Cette situation traduit potentiellement un double phénomène. D’une part, une montée des difficultés économiques dans les segments les plus fragiles de la population, précisément ceux que la microfinance cible. D’autre part, une course à la croissance dans certaines institutions, où l’élargissement rapide de la clientèle et des encours peut avoir pris le pas sur l’évaluation rigoureuse de la solvabilité. Plus la microfinance se démocratise, plus elle attire une clientèle à risque, et plus le portefeuille devient vulnérable si les outils de suivi, de scoring et de recouvrement ne suivent pas.

Signe de vulnérabilité

L’autre indicateur révélateur est le nombre d’Institutions de microfinance (Imf) sous administration provisoire.

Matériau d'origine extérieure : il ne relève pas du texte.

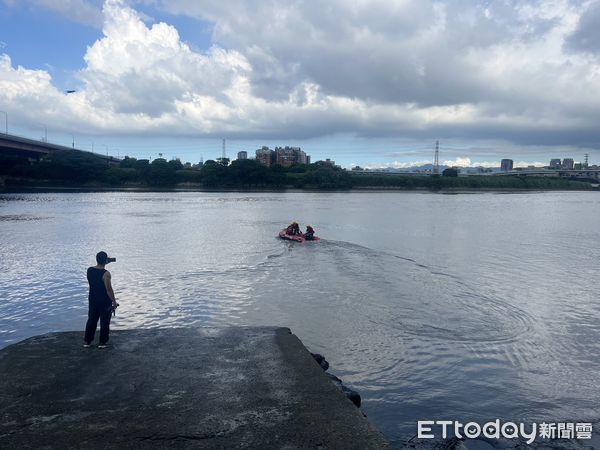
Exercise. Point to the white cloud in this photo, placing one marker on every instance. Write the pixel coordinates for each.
(407, 68)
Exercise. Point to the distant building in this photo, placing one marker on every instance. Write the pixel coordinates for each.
(506, 165)
(568, 163)
(265, 156)
(286, 156)
(555, 163)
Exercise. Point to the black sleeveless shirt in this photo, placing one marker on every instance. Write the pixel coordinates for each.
(98, 295)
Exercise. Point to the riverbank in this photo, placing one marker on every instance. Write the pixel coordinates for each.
(184, 388)
(198, 188)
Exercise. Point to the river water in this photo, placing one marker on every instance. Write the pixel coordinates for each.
(459, 307)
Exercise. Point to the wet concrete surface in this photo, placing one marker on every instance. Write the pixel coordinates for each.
(174, 388)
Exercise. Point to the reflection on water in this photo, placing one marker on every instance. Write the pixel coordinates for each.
(433, 307)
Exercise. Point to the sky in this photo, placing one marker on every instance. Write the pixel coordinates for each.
(371, 83)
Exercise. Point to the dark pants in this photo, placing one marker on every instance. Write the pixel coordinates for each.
(102, 312)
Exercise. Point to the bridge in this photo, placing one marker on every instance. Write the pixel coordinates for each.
(19, 146)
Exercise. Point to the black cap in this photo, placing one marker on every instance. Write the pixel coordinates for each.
(101, 258)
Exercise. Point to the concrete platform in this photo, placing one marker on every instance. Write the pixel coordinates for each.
(174, 388)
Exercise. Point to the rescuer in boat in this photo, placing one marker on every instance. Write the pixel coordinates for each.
(293, 229)
(310, 233)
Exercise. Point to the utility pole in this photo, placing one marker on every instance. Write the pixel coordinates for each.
(5, 121)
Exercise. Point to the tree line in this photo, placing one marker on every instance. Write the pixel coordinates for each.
(72, 168)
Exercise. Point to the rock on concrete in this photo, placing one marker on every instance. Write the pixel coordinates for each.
(174, 388)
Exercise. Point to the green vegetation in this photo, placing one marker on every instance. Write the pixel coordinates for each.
(73, 168)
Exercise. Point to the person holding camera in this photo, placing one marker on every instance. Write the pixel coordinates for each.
(102, 301)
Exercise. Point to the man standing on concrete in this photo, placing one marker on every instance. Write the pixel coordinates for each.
(102, 301)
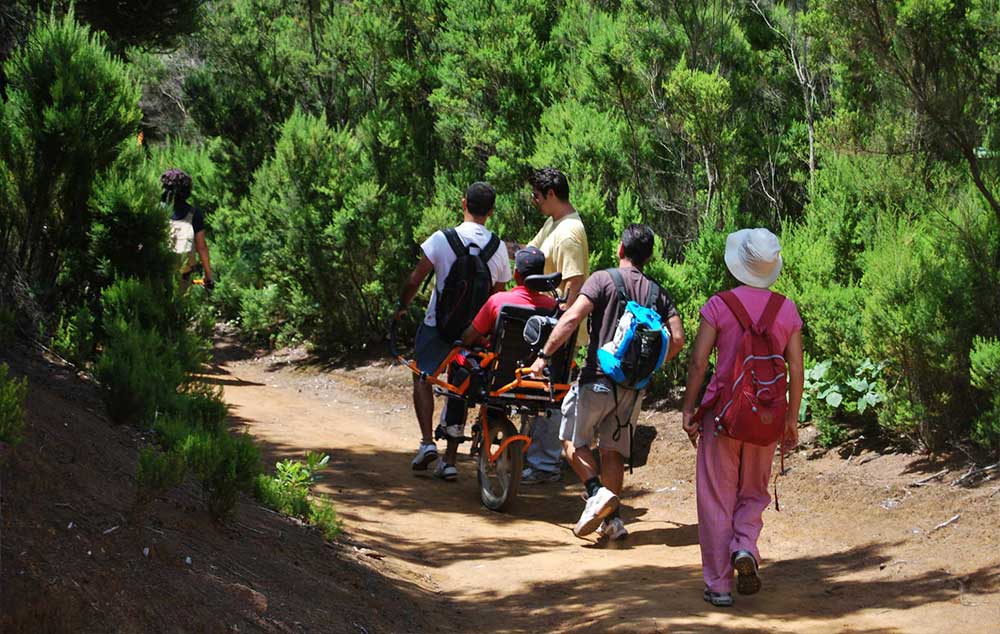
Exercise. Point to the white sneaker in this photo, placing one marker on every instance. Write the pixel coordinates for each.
(599, 506)
(425, 455)
(614, 529)
(445, 471)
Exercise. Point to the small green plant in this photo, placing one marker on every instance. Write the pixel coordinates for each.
(225, 464)
(8, 325)
(324, 517)
(74, 338)
(138, 376)
(834, 401)
(985, 376)
(288, 492)
(158, 471)
(201, 404)
(12, 394)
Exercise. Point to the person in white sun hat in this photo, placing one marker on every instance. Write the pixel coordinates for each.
(732, 475)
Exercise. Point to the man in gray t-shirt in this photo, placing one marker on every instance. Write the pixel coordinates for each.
(595, 406)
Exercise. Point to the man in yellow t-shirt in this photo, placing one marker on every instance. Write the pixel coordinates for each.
(563, 240)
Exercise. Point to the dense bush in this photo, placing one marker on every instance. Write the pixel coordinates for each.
(69, 106)
(74, 337)
(225, 464)
(12, 394)
(925, 301)
(158, 471)
(985, 372)
(299, 237)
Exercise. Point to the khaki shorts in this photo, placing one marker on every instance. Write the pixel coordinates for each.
(589, 411)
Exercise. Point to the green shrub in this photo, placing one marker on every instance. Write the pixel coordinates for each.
(274, 494)
(259, 310)
(128, 235)
(171, 430)
(201, 405)
(138, 375)
(205, 162)
(225, 465)
(158, 308)
(288, 492)
(837, 401)
(74, 338)
(69, 106)
(985, 374)
(323, 516)
(925, 300)
(8, 326)
(12, 394)
(158, 471)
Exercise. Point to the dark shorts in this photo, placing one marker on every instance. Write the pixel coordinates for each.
(430, 349)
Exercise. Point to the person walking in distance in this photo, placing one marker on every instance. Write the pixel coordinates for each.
(440, 252)
(563, 240)
(744, 413)
(187, 227)
(599, 406)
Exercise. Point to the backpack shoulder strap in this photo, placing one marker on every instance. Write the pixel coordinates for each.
(491, 247)
(736, 306)
(616, 277)
(455, 242)
(654, 294)
(774, 304)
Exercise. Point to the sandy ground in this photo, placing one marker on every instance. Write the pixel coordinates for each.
(853, 549)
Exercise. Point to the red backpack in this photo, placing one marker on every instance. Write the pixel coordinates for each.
(752, 406)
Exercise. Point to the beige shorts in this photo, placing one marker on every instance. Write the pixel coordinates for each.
(589, 411)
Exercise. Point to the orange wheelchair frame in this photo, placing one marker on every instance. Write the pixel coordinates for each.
(500, 469)
(557, 391)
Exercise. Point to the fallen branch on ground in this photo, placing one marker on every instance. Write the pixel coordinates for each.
(946, 522)
(974, 472)
(922, 482)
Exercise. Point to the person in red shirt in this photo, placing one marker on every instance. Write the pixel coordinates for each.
(527, 261)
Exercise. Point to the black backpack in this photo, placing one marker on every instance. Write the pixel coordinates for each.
(466, 288)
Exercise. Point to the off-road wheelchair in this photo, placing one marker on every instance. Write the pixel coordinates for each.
(495, 385)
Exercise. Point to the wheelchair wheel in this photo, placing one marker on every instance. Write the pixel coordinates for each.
(499, 481)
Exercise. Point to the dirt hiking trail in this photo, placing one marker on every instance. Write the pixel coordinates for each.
(854, 548)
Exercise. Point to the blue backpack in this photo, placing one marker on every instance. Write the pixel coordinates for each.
(641, 340)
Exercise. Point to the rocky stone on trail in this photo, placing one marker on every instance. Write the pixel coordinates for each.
(257, 601)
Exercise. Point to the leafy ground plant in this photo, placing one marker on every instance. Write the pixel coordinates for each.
(12, 395)
(834, 401)
(288, 491)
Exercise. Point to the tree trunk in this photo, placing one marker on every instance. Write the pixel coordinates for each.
(977, 177)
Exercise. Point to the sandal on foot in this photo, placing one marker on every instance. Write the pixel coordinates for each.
(718, 599)
(747, 580)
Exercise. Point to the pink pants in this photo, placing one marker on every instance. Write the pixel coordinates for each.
(732, 495)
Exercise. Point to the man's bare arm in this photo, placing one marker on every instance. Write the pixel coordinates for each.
(676, 337)
(420, 272)
(573, 286)
(202, 247)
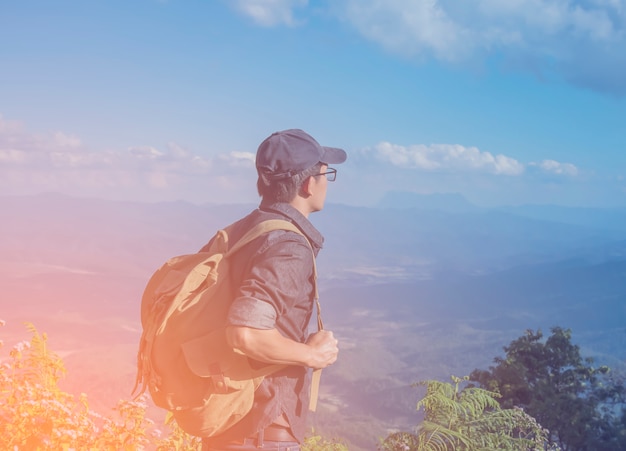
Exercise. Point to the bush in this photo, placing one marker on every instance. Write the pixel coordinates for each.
(36, 415)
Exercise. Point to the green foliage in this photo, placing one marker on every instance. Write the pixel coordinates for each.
(36, 415)
(469, 419)
(318, 443)
(550, 380)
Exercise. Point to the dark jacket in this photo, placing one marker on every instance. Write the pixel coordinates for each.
(273, 279)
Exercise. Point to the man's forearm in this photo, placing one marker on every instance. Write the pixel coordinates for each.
(270, 346)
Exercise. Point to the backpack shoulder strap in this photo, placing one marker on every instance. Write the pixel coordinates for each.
(281, 224)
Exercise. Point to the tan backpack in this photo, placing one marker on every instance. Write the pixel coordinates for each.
(183, 359)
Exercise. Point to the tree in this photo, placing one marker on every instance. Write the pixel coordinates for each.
(550, 380)
(35, 414)
(467, 419)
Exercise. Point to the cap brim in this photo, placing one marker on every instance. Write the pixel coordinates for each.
(332, 155)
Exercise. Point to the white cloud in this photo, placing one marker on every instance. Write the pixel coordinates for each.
(56, 161)
(32, 163)
(582, 40)
(269, 13)
(556, 168)
(447, 157)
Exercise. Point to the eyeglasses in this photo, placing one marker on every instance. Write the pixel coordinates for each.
(331, 174)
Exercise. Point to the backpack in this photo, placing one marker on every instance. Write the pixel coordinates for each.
(183, 359)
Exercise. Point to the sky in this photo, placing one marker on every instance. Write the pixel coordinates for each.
(505, 102)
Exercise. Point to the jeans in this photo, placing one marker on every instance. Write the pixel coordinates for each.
(250, 444)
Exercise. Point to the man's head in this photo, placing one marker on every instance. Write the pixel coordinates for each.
(289, 161)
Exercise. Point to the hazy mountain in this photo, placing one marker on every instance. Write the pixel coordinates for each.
(412, 293)
(450, 202)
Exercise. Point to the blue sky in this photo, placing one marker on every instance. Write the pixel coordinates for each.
(510, 103)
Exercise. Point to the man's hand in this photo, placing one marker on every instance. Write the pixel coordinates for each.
(324, 349)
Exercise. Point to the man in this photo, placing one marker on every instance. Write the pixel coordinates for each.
(274, 279)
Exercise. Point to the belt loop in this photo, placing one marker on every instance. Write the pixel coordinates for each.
(259, 438)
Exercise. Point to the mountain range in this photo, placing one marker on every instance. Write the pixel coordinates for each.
(416, 287)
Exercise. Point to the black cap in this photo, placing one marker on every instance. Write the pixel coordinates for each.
(285, 153)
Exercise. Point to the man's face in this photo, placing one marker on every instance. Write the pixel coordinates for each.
(320, 185)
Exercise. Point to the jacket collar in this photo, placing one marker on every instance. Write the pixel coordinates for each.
(292, 214)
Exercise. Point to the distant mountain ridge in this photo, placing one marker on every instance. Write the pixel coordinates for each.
(433, 289)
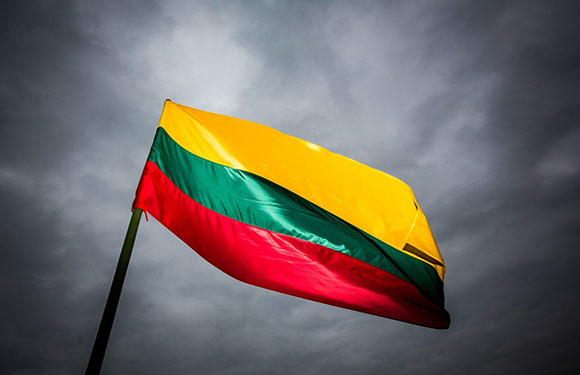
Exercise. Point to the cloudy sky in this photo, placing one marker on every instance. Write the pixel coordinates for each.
(475, 104)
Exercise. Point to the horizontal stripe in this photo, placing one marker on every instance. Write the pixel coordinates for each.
(283, 263)
(371, 200)
(254, 200)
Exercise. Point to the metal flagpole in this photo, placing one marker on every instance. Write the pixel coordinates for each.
(102, 339)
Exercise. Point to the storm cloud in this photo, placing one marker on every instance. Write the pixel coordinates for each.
(474, 104)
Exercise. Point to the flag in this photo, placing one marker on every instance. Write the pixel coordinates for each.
(285, 214)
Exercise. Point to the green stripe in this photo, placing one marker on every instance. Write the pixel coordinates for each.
(253, 200)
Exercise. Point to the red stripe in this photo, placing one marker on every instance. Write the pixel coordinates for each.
(282, 263)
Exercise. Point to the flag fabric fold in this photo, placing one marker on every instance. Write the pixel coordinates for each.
(287, 215)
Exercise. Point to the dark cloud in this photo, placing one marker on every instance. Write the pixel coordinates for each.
(474, 104)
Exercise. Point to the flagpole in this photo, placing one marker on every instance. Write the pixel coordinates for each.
(102, 339)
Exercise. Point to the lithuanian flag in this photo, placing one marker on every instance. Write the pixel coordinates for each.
(285, 214)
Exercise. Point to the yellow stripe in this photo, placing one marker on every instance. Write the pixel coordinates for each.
(371, 200)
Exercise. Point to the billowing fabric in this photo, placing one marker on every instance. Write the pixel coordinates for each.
(260, 216)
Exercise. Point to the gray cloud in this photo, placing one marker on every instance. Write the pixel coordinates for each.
(474, 104)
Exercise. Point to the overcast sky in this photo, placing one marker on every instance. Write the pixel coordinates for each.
(475, 104)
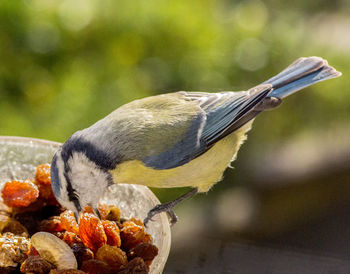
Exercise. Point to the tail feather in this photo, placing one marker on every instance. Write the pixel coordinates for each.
(302, 73)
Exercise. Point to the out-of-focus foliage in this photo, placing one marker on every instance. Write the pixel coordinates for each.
(66, 64)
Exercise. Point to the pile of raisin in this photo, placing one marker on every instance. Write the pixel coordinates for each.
(106, 245)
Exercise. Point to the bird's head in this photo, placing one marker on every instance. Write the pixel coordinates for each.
(77, 181)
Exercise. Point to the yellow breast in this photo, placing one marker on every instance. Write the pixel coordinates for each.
(202, 172)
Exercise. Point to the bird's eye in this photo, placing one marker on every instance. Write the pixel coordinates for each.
(73, 195)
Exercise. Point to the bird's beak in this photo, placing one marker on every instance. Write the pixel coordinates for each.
(97, 212)
(77, 216)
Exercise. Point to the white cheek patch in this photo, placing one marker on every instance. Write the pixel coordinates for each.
(87, 179)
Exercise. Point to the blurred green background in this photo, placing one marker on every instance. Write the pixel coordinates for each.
(66, 64)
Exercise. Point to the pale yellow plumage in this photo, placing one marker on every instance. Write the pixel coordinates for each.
(202, 172)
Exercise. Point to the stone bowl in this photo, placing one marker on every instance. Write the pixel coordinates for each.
(19, 157)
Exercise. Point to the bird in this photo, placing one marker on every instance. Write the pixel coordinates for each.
(179, 139)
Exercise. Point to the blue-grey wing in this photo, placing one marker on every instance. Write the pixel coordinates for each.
(220, 114)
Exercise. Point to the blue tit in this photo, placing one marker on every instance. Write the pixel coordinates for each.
(180, 139)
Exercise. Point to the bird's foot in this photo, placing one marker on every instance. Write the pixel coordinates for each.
(167, 207)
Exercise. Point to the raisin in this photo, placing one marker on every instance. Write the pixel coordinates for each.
(70, 238)
(113, 214)
(19, 193)
(42, 174)
(136, 265)
(132, 234)
(66, 271)
(95, 266)
(81, 253)
(146, 251)
(88, 209)
(4, 209)
(112, 255)
(53, 224)
(69, 222)
(112, 233)
(32, 251)
(91, 232)
(16, 228)
(36, 264)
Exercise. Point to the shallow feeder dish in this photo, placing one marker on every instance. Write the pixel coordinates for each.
(19, 157)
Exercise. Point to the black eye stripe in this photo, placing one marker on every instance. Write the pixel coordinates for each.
(73, 196)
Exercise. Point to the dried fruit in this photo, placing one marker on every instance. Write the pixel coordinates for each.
(70, 238)
(32, 251)
(4, 209)
(54, 250)
(113, 256)
(146, 251)
(132, 234)
(53, 224)
(42, 174)
(112, 213)
(13, 249)
(95, 266)
(91, 231)
(82, 253)
(112, 233)
(136, 265)
(36, 264)
(19, 193)
(69, 222)
(14, 227)
(66, 271)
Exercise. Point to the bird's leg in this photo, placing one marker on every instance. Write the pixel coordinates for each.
(168, 207)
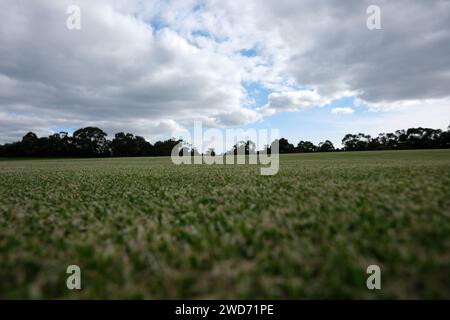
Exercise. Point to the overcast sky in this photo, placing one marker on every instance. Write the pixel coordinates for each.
(310, 68)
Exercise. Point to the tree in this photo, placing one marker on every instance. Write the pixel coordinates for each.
(306, 147)
(91, 142)
(326, 146)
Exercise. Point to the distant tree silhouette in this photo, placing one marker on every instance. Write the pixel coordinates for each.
(326, 146)
(93, 142)
(306, 147)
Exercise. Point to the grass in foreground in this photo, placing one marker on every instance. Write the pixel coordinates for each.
(144, 228)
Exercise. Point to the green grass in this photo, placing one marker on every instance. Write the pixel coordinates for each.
(144, 228)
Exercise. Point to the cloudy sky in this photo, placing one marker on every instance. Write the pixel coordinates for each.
(310, 68)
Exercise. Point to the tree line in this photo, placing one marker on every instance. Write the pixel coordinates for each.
(93, 142)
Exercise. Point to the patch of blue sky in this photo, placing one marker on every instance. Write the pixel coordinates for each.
(248, 53)
(157, 24)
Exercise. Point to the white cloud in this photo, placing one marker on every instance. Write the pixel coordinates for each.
(150, 66)
(342, 110)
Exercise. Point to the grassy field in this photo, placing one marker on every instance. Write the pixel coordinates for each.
(144, 228)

A fin septembre 2025, 10 institutions sont concernées contre 9 un an plus tôt. Elles se répartissent entre le Bénin (4), le Burkina Faso (1), la Côte d’Ivoire (1), le Mali (1), le Niger (2) et le Togo (1).

Même si ces structures ne représentent qu’une faible part des 527 Imf que compte l’Union, leur présence constante dans les statistiques rappelle que la supervision et la gouvernance du secteur restent des défis majeurs.

Ce point devient d’autant plus sensible qu’en collectant l’épargne de millions de citoyens, la microfinance constitue aussi un enjeu de stabilité sociale. Les institutions en difficulté ne posent pas seulement un problème financier, elles peuvent provoquer une perte de confiance durable dans l’ensemble du système de finance décentralisée, avec un risque d’effet domino sur les retraits et la liquidité.

Les données de la Bceao mettent aussi en lumière des écarts persistants dans l’accès aux services. L’épargne mobilisée est constituée à 47,3 % par les hommes, 23,8 % par les femmes et 28,9 % par les groupements. Sur le crédit, la clientèle masculine bénéficie de 48,1 % des concours, contre 31,5 % pour les femmes et

20,4 % pour les groupements. En dépit du discours traditionnel sur la microfinance comme outil d’autonomisation, les femmes restent minoritaires dans la mobilisation des ressources et l’accès au financement.

Progrès en trompe-l’œil

Malgré ces fragilités, l’activité continue de progresser. A fin septembre 2025, les Imf desservaient 20 086 236 clients, à travers 4 858 points de services. Un an plus tôt, le nombre de bénéficiaires était de 19 070 625 pour 4 818 points. La progression annuelle ressort ainsi à 5,3 % pour la clientèle et 0,8 % pour le réseau, signe que la demande croît plus vite que l’extension physique des structures.

Cette dynamique se reflète dans l’épargne et le crédit. L’encours des dépôts collectés par les Imf atteint 2.731,6 milliards F Cfa à fin septembre 2025, en hausse annuelle de 11,1 %. Sur le trimestre, l’augmentation est de 2,5 %, plus rapide que celle du nombre de clients (+1,1 %).

Malgré cette progression, la microfinance reste un acteur secondaire dans la mobilisation globale de l’épargne. Les dépôts collectés par les Imf ne représentent que 5,3 % de ceux des établissements de crédit de l’Union.

En ce qui concerne le crédit, l’encours des prêts octroyés par les Imf a atteint 2 780 milliards F Cfa à fin septembre 2025, soit une progression annuelle de 4,6 %.

La microfinance est appelée à jouer un rôle accru dans le financement des économies de l’Union, mais la gestion du risque de crédit demeure l’un des principaux défis pour consolider les acquis du secteur.